There may be plenty other ways, but the indices that nutch creates
are standard Lucene indices. So after nutch is done creating an index
you can use IndexReaders/Writers which pretty much support all the
methods you use in your "magic pseudo code".
On Dec 8, 2007, at 1:50 PM, Glenn Barney wrote:
Hi All,
I've been reading and going through the nutch examples for a couple
days but
haven't found an exact answer to my problem. I want to add a
category field
(with a boost score) to each document I index based on the text
content of a
web page. For example, I'm creating the category farm, and I have
a set
list of keywords I want to map to the category farm (say "cow", "pig",
"farm", and "farmer"). The boost score for the new field "farm" is
relative
to the frequency of these terms in my document.

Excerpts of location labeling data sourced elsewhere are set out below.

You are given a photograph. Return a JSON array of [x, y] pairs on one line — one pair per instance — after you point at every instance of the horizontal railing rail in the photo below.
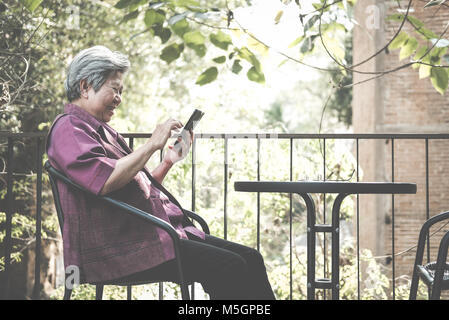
[[9, 172]]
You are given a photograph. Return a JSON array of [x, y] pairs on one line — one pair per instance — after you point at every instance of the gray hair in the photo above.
[[94, 64]]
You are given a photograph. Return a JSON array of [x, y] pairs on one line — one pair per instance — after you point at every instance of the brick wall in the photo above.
[[399, 103]]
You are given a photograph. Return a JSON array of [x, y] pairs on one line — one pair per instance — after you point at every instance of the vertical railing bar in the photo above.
[[427, 198], [392, 222], [258, 195], [225, 213], [37, 266], [324, 218], [9, 214], [161, 284], [427, 207], [192, 290], [358, 224], [291, 222], [129, 288]]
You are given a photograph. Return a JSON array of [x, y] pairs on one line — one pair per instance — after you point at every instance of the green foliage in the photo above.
[[425, 57]]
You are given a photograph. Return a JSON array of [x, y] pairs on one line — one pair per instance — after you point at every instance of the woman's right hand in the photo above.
[[162, 132]]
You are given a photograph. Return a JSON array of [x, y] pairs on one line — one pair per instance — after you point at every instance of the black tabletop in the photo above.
[[326, 187]]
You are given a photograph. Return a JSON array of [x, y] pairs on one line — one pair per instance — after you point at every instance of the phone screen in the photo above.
[[192, 122]]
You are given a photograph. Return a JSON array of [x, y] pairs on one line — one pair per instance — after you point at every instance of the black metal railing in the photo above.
[[7, 141]]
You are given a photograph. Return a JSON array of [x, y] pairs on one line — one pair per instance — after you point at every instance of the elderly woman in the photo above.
[[107, 244]]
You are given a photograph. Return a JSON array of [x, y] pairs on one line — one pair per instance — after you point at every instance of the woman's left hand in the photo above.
[[179, 151]]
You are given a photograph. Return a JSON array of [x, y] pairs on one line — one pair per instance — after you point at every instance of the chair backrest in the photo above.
[[53, 175]]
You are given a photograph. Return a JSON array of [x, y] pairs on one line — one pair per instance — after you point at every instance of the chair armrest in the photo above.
[[126, 207], [197, 218], [435, 219]]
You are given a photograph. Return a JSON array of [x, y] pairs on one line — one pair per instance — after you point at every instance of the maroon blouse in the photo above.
[[103, 241]]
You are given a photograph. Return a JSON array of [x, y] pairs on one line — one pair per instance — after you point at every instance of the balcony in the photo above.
[[379, 232]]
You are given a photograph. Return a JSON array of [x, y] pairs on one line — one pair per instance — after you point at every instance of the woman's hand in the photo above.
[[179, 151], [163, 132]]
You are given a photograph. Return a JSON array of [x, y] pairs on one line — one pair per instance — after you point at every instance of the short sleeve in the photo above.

The examples in this forum all talk about 1)Scraping metadata from
a html
page while parsing and adding your category field if this metadata is
present. This doesn't work for me as I don't have any special
metadata in
my documents (I'm using the web) and 2)I don't want to do anything
in the
parse stage of crawling. I want to add my new field in the index
stage. So
that leaves method 2)In the index stage, I have a reference to the
document
text (in Parse.getText()) in filter() in IndexingFilter. I can
using java's
string methods to search the text string for each of my terms one
by one
(and find repeats), and then create a score based on frequency and
add this
to a new field called "farm". However *this is the whole point of
indexing*
and to my understanding lucene/nutch is already doing this, it's
already
tokenizing and already calculating term frequencys in the tokenized
content
field.
As I index, I want to have nutch do its magic, tokenize and parse the
content in the content field, then have me go in and use these
results to
add a new field based on these tokens. I don't want to "index" the
whole
thing twice, I'm sure smarter people then I wrote a very effective
tokenizing (say removing punctuation, effectively finding duplicate
terms)
implementation that I want to use.
I guess if I had some magic pseudocode, I'm looking to do something
like
this
filter (
for each word in my category
score += thisDocument.getFrequency(word); //uses the index
that's
being built before this filter applys
addNewField(farm, score) //set farm's boost to score
)
Is there any way (or any better way) to do what I want above?
Thanks,
-Glenn